The market read this as a clear win for Circle and Coinbase. Circle stock jumped roughly 20% on the news. Coinbase up around 6%. Coinbase's USDC distribution revenue stays intact because rewards tied to using USDC on the platform are still legal — it's only the bank-deposit-style passive interest that's barred. Bank of America called the framework a net positive for the sector.
Meanwhile, the stablecoin market hit a new all-time high of $321 billion. Tether still dominates with 58.9% share at $189 billion. USDC is up to $78 billion. And Tether's Q1 numbers are absurd — $1.04 billion in profit, $191 billion in assets, with $117 billion in US Treasury bills. That makes Tether the single largest non-sovereign holder of US Treasuries. Let that sit. A crypto company is now one of the biggest buyers of US government debt on the planet.
CLARITY isn't done — it still needs to clear Senate Banking, get reconciled with the Agriculture Committee version, then aligned with the House bill. And there's a separate fight brewing over housing provisions that could delay markup further. But the yield deadlock is broken, and that was the hardest part.
On the protocol side, Dan Robinson at Paradigm published a proposal called PACTs — Provable Address-Control Timestamps. The target problem: roughly 1.1 to 1.7 million BTC, including Satoshi-era wallets worth around $75 billion, sit at addresses with exposed public keys. If a cryptographically relevant quantum computer ever arrives, those coins are theoretically stealable.
The idea behind PACTs is elegant.

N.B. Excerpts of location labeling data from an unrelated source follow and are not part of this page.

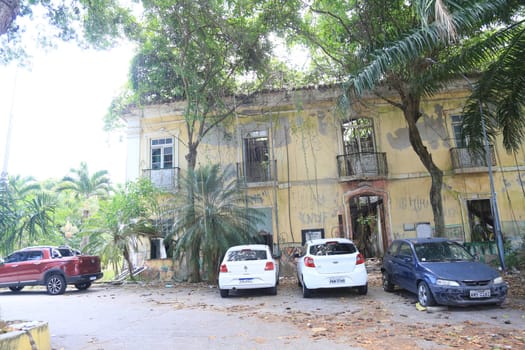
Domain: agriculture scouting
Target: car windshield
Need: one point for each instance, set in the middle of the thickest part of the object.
(441, 251)
(332, 248)
(247, 254)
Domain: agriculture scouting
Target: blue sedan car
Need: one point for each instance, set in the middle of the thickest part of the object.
(441, 271)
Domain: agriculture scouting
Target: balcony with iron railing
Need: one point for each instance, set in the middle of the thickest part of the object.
(257, 173)
(166, 179)
(466, 160)
(360, 165)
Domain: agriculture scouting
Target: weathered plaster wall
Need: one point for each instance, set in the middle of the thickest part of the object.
(305, 136)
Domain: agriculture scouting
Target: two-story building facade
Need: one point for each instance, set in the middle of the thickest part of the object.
(319, 171)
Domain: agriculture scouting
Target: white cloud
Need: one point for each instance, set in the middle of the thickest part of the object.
(58, 109)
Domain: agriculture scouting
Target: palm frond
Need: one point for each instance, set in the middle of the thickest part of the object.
(420, 42)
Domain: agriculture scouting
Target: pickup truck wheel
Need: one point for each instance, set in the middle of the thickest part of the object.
(83, 285)
(55, 284)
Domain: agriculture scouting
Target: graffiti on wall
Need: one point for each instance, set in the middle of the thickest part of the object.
(416, 204)
(312, 218)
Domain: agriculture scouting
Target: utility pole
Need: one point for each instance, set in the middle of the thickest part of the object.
(3, 176)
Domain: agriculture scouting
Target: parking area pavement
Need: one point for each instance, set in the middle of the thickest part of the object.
(169, 316)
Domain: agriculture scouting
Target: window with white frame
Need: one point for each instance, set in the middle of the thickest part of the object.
(162, 153)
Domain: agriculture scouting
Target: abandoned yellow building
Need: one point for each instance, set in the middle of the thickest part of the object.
(319, 171)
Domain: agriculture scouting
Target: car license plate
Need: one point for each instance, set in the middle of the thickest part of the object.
(337, 280)
(485, 293)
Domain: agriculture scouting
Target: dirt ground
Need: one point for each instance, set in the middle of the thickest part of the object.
(194, 316)
(377, 321)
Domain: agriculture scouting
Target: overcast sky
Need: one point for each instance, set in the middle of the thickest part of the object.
(57, 113)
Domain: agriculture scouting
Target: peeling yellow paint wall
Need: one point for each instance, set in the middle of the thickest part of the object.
(305, 135)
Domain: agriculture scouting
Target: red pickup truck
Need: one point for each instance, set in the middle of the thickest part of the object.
(52, 267)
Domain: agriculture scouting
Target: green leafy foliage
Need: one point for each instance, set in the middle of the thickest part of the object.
(114, 231)
(212, 214)
(26, 214)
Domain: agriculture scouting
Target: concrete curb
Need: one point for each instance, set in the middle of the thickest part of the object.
(32, 335)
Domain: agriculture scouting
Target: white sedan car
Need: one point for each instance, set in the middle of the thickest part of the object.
(331, 263)
(248, 267)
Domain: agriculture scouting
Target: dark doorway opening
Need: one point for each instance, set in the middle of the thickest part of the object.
(367, 215)
(481, 220)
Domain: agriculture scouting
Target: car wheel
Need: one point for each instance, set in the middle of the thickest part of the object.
(83, 285)
(388, 286)
(307, 293)
(424, 295)
(362, 290)
(55, 284)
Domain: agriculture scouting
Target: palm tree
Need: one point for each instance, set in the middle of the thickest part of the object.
(26, 214)
(115, 229)
(496, 55)
(401, 56)
(85, 186)
(212, 214)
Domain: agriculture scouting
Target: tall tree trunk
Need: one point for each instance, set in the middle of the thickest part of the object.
(193, 253)
(411, 111)
(9, 9)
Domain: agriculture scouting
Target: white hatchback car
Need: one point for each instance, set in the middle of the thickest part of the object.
(248, 267)
(331, 263)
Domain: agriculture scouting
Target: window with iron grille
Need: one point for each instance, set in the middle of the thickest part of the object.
(358, 135)
(162, 153)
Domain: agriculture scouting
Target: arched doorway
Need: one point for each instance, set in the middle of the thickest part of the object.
(367, 220)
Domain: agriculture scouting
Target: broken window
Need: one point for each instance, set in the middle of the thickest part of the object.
(162, 153)
(358, 135)
(460, 140)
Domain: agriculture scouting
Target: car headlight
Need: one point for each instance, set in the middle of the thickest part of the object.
(447, 283)
(498, 280)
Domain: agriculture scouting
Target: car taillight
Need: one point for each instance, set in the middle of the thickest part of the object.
(309, 261)
(360, 259)
(269, 266)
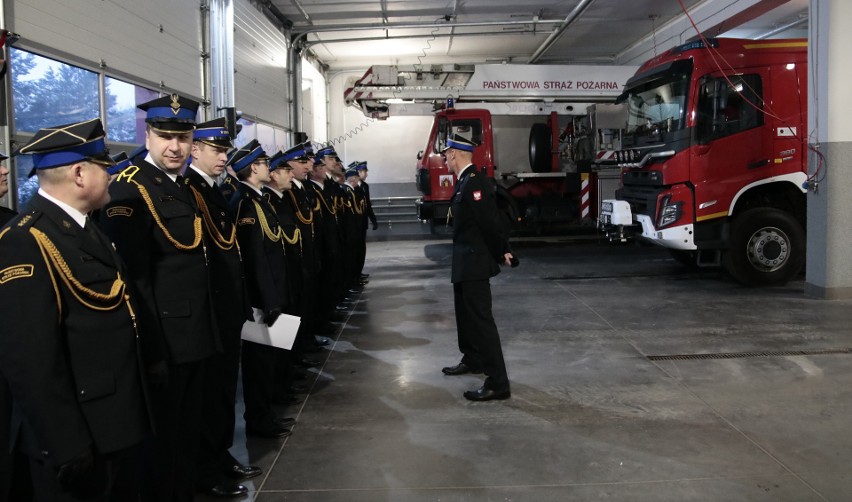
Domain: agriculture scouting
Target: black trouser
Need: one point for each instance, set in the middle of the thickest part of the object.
(14, 466)
(259, 369)
(220, 394)
(170, 459)
(479, 341)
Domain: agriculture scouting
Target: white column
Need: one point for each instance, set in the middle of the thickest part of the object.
(829, 261)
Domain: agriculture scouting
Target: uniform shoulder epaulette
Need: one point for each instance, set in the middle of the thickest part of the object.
(27, 220)
(24, 222)
(126, 175)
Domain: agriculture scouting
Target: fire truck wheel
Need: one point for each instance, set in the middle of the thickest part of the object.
(540, 148)
(767, 248)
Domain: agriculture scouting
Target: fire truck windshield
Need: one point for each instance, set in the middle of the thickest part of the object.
(656, 102)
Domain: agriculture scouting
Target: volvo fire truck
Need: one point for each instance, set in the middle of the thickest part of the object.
(714, 158)
(538, 130)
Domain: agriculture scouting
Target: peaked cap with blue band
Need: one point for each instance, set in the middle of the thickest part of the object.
(171, 113)
(213, 133)
(308, 147)
(277, 161)
(122, 162)
(67, 144)
(459, 143)
(243, 157)
(298, 152)
(327, 151)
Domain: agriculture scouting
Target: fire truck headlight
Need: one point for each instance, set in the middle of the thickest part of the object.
(669, 212)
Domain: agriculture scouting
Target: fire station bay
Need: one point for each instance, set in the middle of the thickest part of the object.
(376, 250)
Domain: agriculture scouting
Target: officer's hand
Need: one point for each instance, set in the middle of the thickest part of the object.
(158, 375)
(270, 317)
(75, 473)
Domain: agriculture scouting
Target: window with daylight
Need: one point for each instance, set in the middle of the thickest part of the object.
(125, 123)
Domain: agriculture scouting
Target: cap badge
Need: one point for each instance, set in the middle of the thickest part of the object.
(175, 104)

A holder generates a 256-bit secret salt, signs a BIP-322 message proving control of their vulnerable scriptPubKey, and timestamps the commitment hash through OpenTimestamps — which embeds a Merkle root in a Bitcoin OP_RETURN. No on-chain transaction. No public signal. The owner has now privately created cryptographic evidence that they controlled this address before any quantum threat existed.
If, years from now, Bitcoin implements a quantum sunset fork that freezes vulnerable addresses, holders with PACTs could generate a STARK zero-knowledge proof showing they had prior knowledge before the cutoff date, then move their coins via a rescue transaction. Keys and salt stay hidden. Replay protection is built in.

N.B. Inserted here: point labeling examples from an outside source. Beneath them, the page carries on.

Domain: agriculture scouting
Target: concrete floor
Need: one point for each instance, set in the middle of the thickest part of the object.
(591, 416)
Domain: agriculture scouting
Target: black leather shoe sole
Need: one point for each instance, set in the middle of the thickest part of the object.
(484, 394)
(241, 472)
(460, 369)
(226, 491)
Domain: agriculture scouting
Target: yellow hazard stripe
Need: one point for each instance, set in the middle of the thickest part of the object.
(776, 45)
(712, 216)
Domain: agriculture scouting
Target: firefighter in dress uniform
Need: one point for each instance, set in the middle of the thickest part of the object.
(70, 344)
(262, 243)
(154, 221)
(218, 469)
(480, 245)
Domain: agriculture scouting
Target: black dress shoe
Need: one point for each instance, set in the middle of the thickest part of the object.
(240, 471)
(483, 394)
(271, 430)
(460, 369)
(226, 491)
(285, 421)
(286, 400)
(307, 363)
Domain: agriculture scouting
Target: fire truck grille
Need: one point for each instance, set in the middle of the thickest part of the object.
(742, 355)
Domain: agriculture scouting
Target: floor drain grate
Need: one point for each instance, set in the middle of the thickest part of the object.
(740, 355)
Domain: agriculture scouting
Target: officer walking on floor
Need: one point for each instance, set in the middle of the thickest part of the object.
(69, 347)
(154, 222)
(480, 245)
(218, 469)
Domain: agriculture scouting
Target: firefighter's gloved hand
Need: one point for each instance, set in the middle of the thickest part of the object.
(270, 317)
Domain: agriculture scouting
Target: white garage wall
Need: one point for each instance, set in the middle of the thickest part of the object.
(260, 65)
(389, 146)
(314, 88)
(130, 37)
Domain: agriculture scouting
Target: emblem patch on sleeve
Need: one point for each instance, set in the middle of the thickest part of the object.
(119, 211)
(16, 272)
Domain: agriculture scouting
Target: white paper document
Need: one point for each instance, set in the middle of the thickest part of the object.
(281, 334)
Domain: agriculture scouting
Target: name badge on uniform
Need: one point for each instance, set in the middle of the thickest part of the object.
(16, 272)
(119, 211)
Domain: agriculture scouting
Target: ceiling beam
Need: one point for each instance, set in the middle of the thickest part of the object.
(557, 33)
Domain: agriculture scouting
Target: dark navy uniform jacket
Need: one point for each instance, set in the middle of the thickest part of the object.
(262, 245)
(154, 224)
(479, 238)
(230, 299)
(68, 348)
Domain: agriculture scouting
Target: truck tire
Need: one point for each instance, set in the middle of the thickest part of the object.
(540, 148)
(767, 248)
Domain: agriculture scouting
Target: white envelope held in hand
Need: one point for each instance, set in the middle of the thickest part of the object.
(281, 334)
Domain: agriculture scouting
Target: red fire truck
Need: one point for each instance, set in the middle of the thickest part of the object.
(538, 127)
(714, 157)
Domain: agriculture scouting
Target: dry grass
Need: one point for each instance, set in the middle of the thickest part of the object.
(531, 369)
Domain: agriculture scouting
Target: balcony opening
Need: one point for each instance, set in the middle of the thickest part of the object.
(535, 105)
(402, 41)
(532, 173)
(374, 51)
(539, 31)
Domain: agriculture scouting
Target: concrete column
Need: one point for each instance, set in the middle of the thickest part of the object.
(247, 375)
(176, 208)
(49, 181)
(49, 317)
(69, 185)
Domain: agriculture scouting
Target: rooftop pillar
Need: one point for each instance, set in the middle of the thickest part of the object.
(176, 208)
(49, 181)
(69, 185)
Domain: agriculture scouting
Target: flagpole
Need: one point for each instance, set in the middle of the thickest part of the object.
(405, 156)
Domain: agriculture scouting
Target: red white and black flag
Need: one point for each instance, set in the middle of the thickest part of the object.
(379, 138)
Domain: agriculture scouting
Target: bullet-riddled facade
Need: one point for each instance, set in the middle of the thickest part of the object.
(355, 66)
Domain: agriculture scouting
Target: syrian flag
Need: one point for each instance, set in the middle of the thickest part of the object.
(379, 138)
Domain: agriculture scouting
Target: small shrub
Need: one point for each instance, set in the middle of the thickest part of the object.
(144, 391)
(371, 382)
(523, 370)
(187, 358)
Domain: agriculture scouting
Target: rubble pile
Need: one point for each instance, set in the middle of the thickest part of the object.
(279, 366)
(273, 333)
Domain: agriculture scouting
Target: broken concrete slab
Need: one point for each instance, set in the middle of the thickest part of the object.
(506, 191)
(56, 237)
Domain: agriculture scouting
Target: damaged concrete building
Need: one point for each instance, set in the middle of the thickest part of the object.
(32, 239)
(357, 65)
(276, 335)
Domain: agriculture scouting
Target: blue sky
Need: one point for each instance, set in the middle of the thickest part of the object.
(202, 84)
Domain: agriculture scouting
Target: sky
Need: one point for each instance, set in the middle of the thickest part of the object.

The proposal extends ideas from draft BIP-361 and earlier work by Jeremy Rubin. It's not a soft fork itself — it's a way to make a future soft fork less brutal. The unresolved questions are real: multisig and complex scripts need standardization, hardware wallet support is non-trivial, and Bitcoin may simply never implement a sunset. Some in the community prefer opt-in quantum-resistant migration over forced freezes.
The Optech newsletter also flagged a parallel proposal: post-quantum HD wallets using SPHINCS as a fallback signature scheme alongside secp256k1, potentially paired with a future OP_CHECKSPHINCS opcode. Combined with BIP360 P2MR outputs, that would give wallets a phased migration path.

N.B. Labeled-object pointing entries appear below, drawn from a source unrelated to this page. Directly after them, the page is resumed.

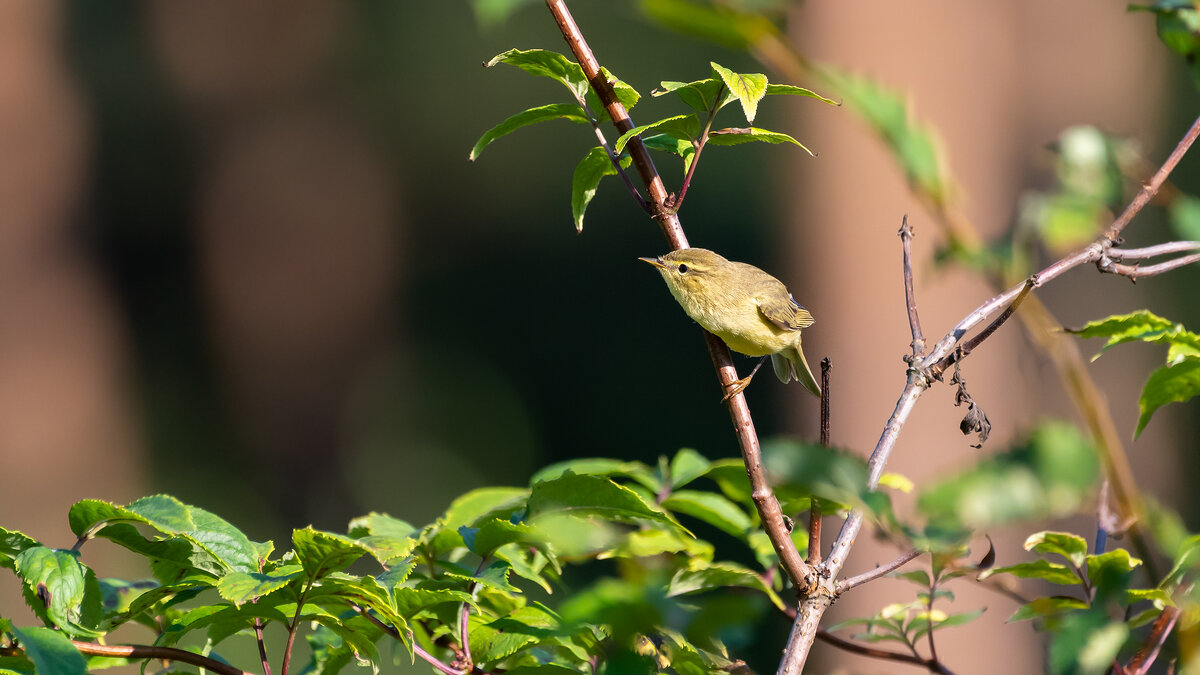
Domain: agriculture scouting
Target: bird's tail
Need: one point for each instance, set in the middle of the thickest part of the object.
(791, 365)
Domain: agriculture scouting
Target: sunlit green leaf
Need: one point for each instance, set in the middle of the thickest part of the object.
(714, 509)
(1168, 384)
(749, 88)
(1071, 547)
(1044, 569)
(1051, 605)
(1051, 473)
(570, 112)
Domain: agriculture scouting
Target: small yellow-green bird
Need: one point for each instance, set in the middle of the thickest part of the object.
(743, 305)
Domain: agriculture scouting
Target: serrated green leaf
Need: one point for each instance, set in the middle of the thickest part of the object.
(713, 509)
(787, 89)
(619, 147)
(1049, 475)
(707, 577)
(51, 651)
(1044, 569)
(569, 112)
(55, 583)
(749, 88)
(1168, 384)
(503, 637)
(240, 587)
(12, 543)
(1071, 547)
(600, 466)
(324, 553)
(588, 173)
(1143, 326)
(595, 496)
(379, 525)
(1051, 605)
(703, 95)
(546, 64)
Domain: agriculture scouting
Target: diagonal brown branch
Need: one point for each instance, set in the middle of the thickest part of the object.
(743, 424)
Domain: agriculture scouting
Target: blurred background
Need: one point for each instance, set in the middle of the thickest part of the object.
(244, 258)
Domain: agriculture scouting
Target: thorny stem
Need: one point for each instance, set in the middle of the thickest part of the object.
(815, 508)
(743, 424)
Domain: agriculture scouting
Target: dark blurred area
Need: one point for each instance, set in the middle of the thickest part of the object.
(244, 258)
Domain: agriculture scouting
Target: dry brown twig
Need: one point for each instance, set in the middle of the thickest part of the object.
(817, 583)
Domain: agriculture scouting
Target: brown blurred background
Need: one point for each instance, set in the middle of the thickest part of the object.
(244, 258)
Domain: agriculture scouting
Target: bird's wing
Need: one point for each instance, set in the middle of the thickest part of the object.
(784, 314)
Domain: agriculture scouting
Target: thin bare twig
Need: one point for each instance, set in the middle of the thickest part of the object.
(165, 653)
(743, 424)
(910, 298)
(1137, 272)
(814, 559)
(1152, 251)
(930, 664)
(870, 575)
(1151, 187)
(937, 369)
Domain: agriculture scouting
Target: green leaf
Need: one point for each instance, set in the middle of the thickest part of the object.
(624, 93)
(51, 651)
(1051, 605)
(619, 147)
(509, 634)
(379, 525)
(887, 113)
(592, 495)
(787, 89)
(1044, 569)
(687, 466)
(546, 64)
(67, 591)
(1146, 327)
(240, 587)
(1049, 475)
(703, 95)
(751, 135)
(12, 543)
(720, 24)
(708, 577)
(714, 509)
(749, 88)
(324, 553)
(570, 112)
(1168, 384)
(593, 167)
(1071, 547)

None of this is urgent today. Quantum computers capable of breaking secp256k1 don't exist. But the lead time for soft forks in Bitcoin is measured in years, and the lead time for moving consensus on something this consequential is even longer. Starting the conversation now is the responsible move — and watching whether Satoshi-era coins ever generate a PACT would be one of the more interesting onchain signals of the next decade.
Two factories shipping humanoid robots, a stablecoin sector worth $321 billion, and a serious proposal for how to handle quantum threats to dormant Bitcoin. The infrastructure layer of the next decade is being poured right now, in public, while everyone watches the price chart.